Читаем Середина июля полностью

Иванов страдал, не вставая с дивана, прикованный к нему, распластанный, диван как будто даже засасывал его, словно болото, и Иванов, слабо поводя руками, на глазах становился утрированно тоненьким и плоским. Этот человек был одинок всегда, особенно в своем восстании на Лепетова, сделавшем его одержимым, а теперь, когда его предал Семочкин, на которого он привык ссылаться как на единомышленника, когда путь в "Звон" был фактически ему заказан, он был не просто чуджовищно и нелепо одинок, но как-то даже и показательно, с полной обрисовкой того, до чего ни в коем случае не должен доходить человек. В своем отчаянном положении он уже докатился до красного, как бы стертого наполовину наждаком, заплаканного лица дурака, давно переставшего сознавать, почему он, собственно, плачет. С этим несносным лицом он тихонько возился на диване, все еще умащиваясь, надеясь найти позу поудобнее. Апарцев понимал, что тут и впрямь драма и если что-то писать об Иванове, то лишь в самом серьезном тоне, не исключающем и некоторой приподнятости, но именно потому, что он с самого начала воспринимал происходящее с Ивановым как вероятный сюжет для очередного рассказа, относиться к его драме серьезно он не мог и в глубине воображения уже создавал образ заблажившего паяца. Иванов взволнованно относился к своей трагедии, оплакивал ее и все еще думал, что жить ему больше нельзя, а Апарцеву он был смешон, не потому, что действительно представлял собой что-то забавное, а потому, что воображение его, Апарцева, перекидывало ничего не подозревавшего об этом Иванова в нечто смешное, комическое. Тогда уж и вся история мира, мировых войн и революций, деления на партии и литературные школы, история, которая и привела Иванова к его нынешнему состоянию, тоже представала в комическом свете, ибо в противном случае невозможно было бы понять, почему кто-то, хотя бы и сам он, Апарцев, выглядит в этой истории серьезной и трагической фигурой, а Иванов, который ведь действительно страдал и вовсе не шутя пытался наложить на себе руки, клоунской и дурацкой.

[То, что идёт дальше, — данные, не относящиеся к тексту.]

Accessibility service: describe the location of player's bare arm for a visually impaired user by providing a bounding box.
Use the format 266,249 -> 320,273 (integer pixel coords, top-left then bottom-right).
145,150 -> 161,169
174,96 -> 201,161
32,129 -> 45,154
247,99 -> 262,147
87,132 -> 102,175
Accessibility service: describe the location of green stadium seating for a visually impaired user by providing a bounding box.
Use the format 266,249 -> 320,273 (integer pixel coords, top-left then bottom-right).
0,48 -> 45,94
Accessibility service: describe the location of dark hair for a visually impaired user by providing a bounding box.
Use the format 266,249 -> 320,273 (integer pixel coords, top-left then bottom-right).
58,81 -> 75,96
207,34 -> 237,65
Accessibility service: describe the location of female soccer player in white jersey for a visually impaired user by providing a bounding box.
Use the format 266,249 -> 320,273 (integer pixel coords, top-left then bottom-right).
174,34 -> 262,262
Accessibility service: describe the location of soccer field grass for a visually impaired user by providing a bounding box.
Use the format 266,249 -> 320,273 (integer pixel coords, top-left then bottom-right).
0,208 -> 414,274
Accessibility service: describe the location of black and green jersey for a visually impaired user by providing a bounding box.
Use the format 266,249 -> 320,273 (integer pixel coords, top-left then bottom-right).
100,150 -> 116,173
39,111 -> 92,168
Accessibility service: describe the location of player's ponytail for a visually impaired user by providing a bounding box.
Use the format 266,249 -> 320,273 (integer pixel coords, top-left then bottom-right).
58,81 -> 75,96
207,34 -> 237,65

А ведь самому Апарцеву было не до смеха. Какая-то сила жестоко расправлялась не только с Ивановым, но и с ним, он, как и Иванов, лишался, может быть, "Звона", терял лицо окончательно перед наступлением хаоса, абсурда и бессмыслицы в лице Лепетова. В руках этой силы, таинственной и необъяснимой, он вовсе не чувствовал себя клоуном, более того, он сердцем понимал, что шутки шутками, а вот оставлять Иванова наедине с этой силой не что иное как преступление, которое потом не оправдаешь ссылками на то, что, мол, недоглядел, просмеялся и прозевал истинную драму. Иванов, наверное, потому и оставался клоуном, что по-прежнему думал о клоунской борьбе с Лепетовым и во имя некой народной правды, хотел этой борьбы, ратовал за что-то рациональное и стукни его по голове - он тотчас же выскочил бы с проповедью реализма, понятного народу, нужного народу и будто любимого им. А Апарцев уже понимал, что из клоунского состояния пора выходить и что впереди бесстрастно дожидается мудрость - твоя воля, достигать ли ее, нет ли, - но если ты не поспешишь к ней, если предпочтешь остаться на прежнем месте, окончательно задерживаясь в развитии, то и с литературой следует распроститься. Вот в чем штука! В клоунстве Иванова можно было бросить, вполне можно было уйти вперед и издали смеяться над его бестолковыми выходками. Однако бросить его в тисках дьявольской силы, которая, если принять во внимание их слабые человеческие способности к испытаниям, не сделает, пожалуй, с их существованием ничего больше карикатуры, но, с другой стороны, непременно подействует на их мозг как болезнь, как инструмент какого-то потустороннего вмешательства, вот это уже было бы настоящим преступлением. Хорошо бы только понять эту силу, уловить ее суть.

- Я вздремну, - сказал Иванов. - Я еще очень слаб, и меня клонит в сон. А тебя, Саша, я очень прошу побыть здесь, пока я не приду в себя. Можешь ты сделать это для меня?